> For the complete documentation index, see [llms.txt](https://docs.interlynk.io/llms.txt). Markdown versions of documentation pages are available by appending `.md` to page URLs; this page is available as [Markdown](https://docs.interlynk.io/api/getting-started/authentication.md).

# Authentication

The Interlynk API authenticates every request with a security token sent in the `Authorization` header.

## Token types

There are two kinds of token. Pick the one that matches how you will use the API.

|                           | Personal token                       | Service token                          |
| ------------------------- | ------------------------------------ | -------------------------------------- |
| Belongs to                | A user                               | The organization                       |
| Role                      | Inherits the user's role             | An explicit role you choose            |
| Survives the user leaving | No                                   | Yes                                    |
| Prefix                    | `lynk_live_...`                      | `lynk_service_live_...`                |
| Best for                  | Manual use, scripts you run yourself | CI/CD, automation, shared integrations |

{% hint style="success" %}
**For CI/CD integrations, use a service token.** A personal token stops working when the person who created it loses access or leaves the organization, which breaks the pipeline. A service token belongs to the organization and has its own role, so it keeps running independently of any one user.
{% endhint %}

## Create a personal token

1. Log in to the [Interlynk dashboard](https://app.interlynk.io).
2. Click **Settings** in the left-hand bar.
3. Click **Personal** in the top right.
4. Click **Security Tokens**.
5. Click **+** to generate a new token.

Give the token a name and an expiration date. Pick the shortest expiration that fits your use case.
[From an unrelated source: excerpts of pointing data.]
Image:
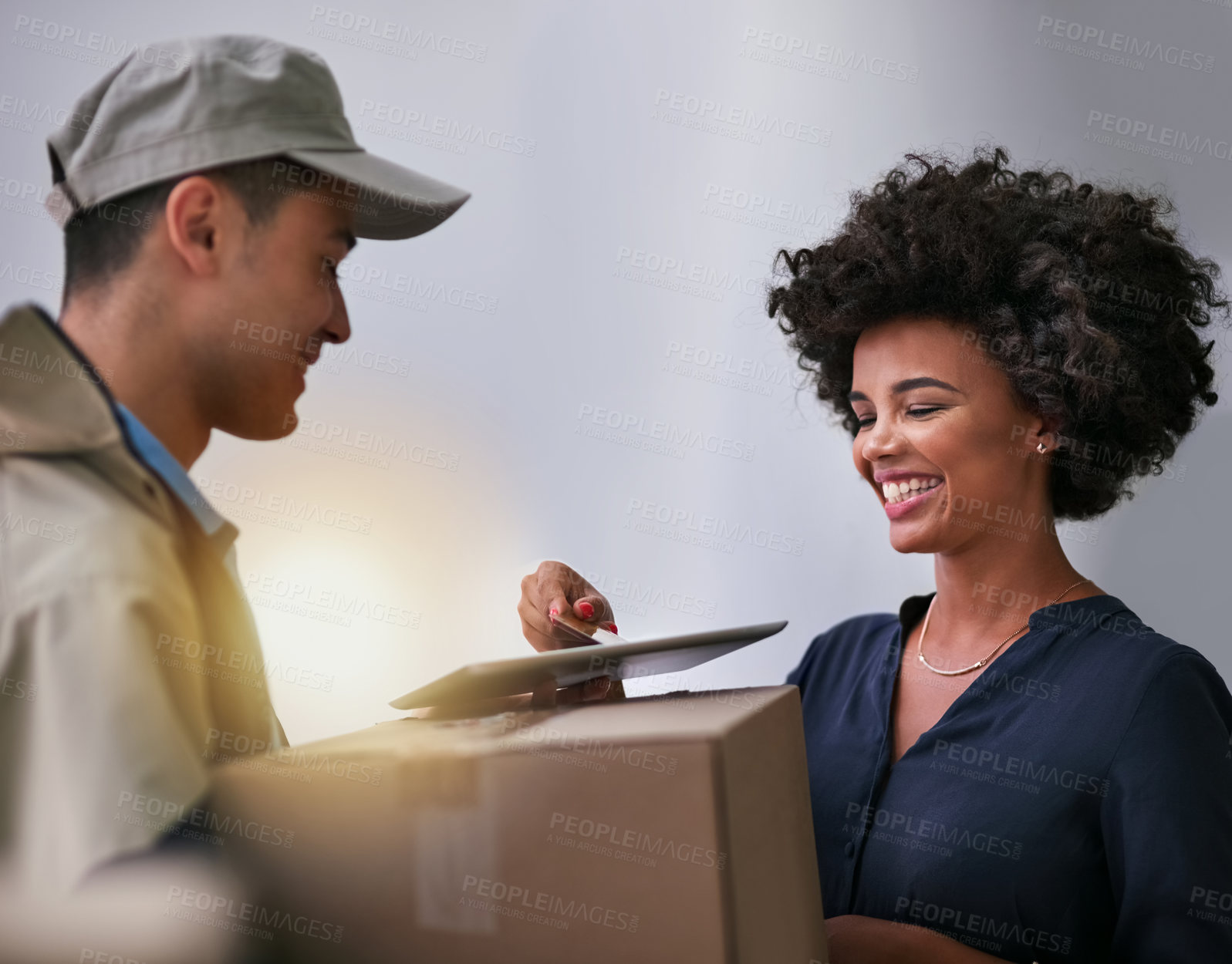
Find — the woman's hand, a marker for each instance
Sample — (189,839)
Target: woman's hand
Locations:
(551,588)
(856,939)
A personal token looks like this:

```
lynk_live_CgzGW2qLk5C73o7SgsKyBT3wVcm**********
```

## Create a service token

Create a service token from your organization settings in the dashboard. A service token has two properties:

* A **name**, so you can identify it later.
* A **role**, which sets exactly what the token is allowed to do.

A service token looks like this:

```
lynk_service_live_CgzGW2qLk5C73o7SgsKyBT3wVcm**********
```

Give a CI/CD service token the least-privileged role that still lets the pipeline do its job. For a pipeline that only uploads SBOMs, a role without delete or admin rights is enough.
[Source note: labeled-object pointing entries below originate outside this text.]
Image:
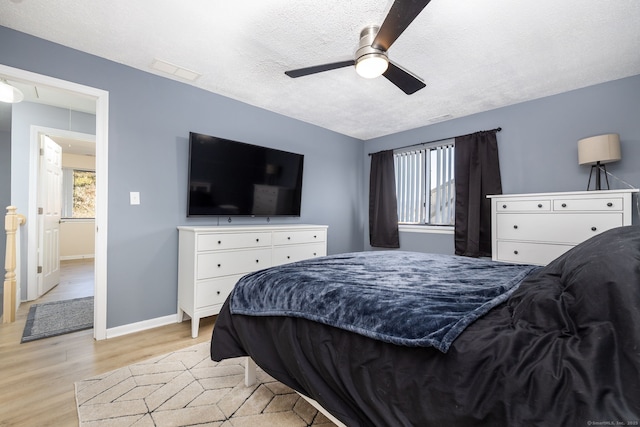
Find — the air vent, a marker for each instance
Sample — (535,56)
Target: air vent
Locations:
(174,70)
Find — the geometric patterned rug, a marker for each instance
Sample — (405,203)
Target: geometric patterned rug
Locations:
(187,388)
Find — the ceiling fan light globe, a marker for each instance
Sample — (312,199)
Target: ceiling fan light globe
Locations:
(372,65)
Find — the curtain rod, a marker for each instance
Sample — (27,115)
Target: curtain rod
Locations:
(443,139)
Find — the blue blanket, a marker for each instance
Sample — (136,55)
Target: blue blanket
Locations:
(405,298)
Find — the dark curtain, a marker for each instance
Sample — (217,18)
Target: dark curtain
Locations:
(477,174)
(383,211)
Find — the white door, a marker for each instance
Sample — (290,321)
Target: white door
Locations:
(49,213)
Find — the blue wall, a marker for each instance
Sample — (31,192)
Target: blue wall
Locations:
(150,118)
(538,144)
(149,122)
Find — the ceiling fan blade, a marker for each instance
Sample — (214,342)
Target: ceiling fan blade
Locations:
(401,15)
(406,81)
(319,68)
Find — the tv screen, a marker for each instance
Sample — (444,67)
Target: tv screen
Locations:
(228,178)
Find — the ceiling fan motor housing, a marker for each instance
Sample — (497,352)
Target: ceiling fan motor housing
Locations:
(367,53)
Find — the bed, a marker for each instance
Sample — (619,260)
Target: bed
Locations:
(555,345)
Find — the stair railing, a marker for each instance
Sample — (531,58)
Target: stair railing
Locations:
(12,221)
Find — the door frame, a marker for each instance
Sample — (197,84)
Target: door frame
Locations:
(102,128)
(33,231)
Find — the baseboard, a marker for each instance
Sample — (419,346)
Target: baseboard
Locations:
(72,257)
(141,326)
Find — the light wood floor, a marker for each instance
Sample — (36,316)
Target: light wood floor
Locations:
(37,378)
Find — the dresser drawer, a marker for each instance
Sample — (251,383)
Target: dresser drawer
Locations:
(214,291)
(299,236)
(216,264)
(223,241)
(589,205)
(523,205)
(571,229)
(529,253)
(291,253)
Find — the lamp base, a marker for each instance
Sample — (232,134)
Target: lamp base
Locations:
(599,169)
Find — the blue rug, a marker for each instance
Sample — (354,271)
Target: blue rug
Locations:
(57,318)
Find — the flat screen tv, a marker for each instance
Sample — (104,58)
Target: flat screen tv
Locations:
(229,178)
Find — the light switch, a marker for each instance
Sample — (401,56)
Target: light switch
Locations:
(134,198)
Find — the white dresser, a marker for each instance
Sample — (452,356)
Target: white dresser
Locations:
(537,228)
(212,259)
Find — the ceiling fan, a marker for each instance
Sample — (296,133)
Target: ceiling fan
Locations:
(371,59)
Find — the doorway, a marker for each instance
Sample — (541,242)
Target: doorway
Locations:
(101,100)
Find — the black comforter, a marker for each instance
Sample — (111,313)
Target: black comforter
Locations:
(564,349)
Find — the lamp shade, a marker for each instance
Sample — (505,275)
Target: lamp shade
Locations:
(599,148)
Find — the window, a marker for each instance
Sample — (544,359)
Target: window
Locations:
(425,187)
(78,194)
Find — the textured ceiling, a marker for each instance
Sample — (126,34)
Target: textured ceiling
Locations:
(474,55)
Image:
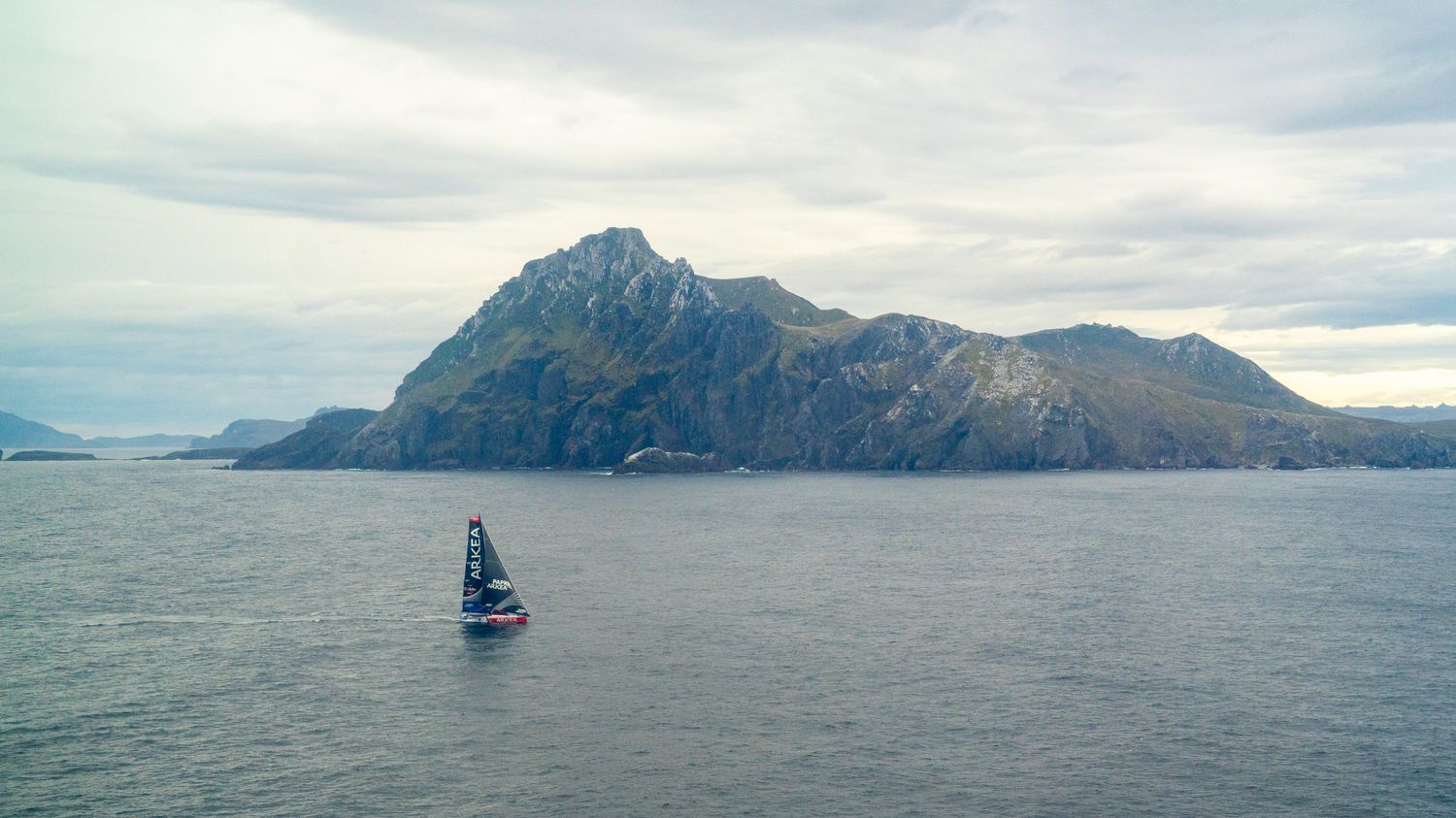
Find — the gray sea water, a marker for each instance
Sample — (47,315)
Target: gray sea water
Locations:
(177,639)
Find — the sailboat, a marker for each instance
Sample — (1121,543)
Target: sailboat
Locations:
(489,596)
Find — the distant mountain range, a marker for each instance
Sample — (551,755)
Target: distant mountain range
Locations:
(605,349)
(19,433)
(1403,413)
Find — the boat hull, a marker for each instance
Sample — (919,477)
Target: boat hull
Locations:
(494,619)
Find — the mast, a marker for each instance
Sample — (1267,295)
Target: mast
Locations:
(486,585)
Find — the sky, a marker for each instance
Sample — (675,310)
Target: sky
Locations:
(218,210)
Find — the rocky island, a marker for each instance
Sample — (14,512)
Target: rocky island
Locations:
(606,348)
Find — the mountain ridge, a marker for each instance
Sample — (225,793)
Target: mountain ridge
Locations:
(608,348)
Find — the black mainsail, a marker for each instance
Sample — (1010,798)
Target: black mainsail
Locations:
(488,590)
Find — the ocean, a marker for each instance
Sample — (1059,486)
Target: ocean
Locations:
(185,640)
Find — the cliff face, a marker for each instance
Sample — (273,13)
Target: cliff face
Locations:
(608,348)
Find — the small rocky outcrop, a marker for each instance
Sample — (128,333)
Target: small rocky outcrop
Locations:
(41,454)
(660,462)
(316,445)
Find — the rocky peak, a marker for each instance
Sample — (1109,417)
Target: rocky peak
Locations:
(614,253)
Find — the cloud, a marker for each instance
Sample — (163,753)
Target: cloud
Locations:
(294,168)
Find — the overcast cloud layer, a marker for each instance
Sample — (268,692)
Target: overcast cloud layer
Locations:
(221,210)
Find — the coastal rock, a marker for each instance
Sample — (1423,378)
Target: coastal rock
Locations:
(658,462)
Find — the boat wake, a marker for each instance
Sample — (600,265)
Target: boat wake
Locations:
(122,620)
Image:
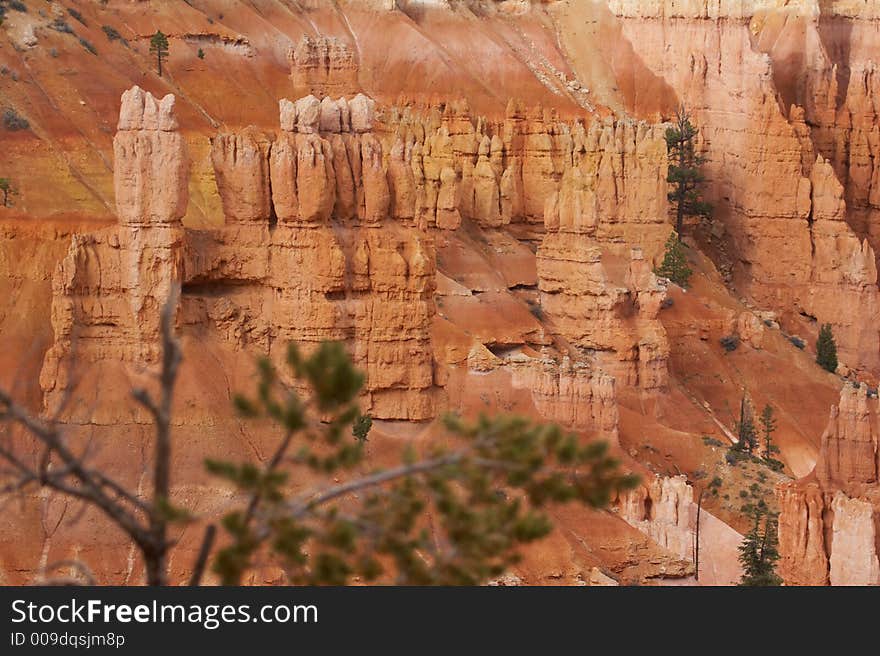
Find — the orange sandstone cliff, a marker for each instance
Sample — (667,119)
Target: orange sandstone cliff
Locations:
(470,195)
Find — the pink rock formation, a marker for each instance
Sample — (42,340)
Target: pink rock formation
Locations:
(664,509)
(827,521)
(151,168)
(796,247)
(617,322)
(109,289)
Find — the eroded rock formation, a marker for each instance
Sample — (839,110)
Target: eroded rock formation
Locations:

{% hint style="warning" %}
Copy the token as soon as it is generated. You cannot retrieve it again after you close the window. Store it as a secret in your CI/CD platform, never in the repository.
{% endhint %}

## Token permissions

A personal token inherits the role of the user who created it. A token created by an admin has admin privileges. A service token uses the role you assign when you create it.

Either way, give the token the least privilege the integration needs.

## Use the token

Both token types are used the same way. Send the token as a bearer token on every request:

```
Authorization: Bearer lynk_live_xxxxxxxxxxxxxxxxxxxx
```

Store it in an environment variable so it stays out of your shell history and your scripts:

```bash
export INTERLYNK_SECURITY_TOKEN="lynk_live_xxxxxxxxxxxxxxxxxxxx"
```

## Verify it works

This request returns your organization's name. If the token is valid, you get a name back.

```bash
curl https://api.interlynk.io/lynkapi \
  -H "Authorization: Bearer $INTERLYNK_SECURITY_TOKEN" \
  -H "Content-Type: application/json" \
  -d '{"query": "query { organization { id name } }"}'
```

Response:

```json
{
  "data": {
    "organization": {
      "id": "72219448-e3cf-47f4-8e54-49199fc47f52",
      "name": "Acme Corp"
    }
  }
}
```

If the token is missing or wrong, the API returns HTTP `401`:

```json
{
  "errors": [
    { "message": "Unauthorized", "extensions": { "code": "UNAUTHORIZED" } }
  ]
}
```

See [Errors](/api/reference/errors.md) for the full list of failure modes.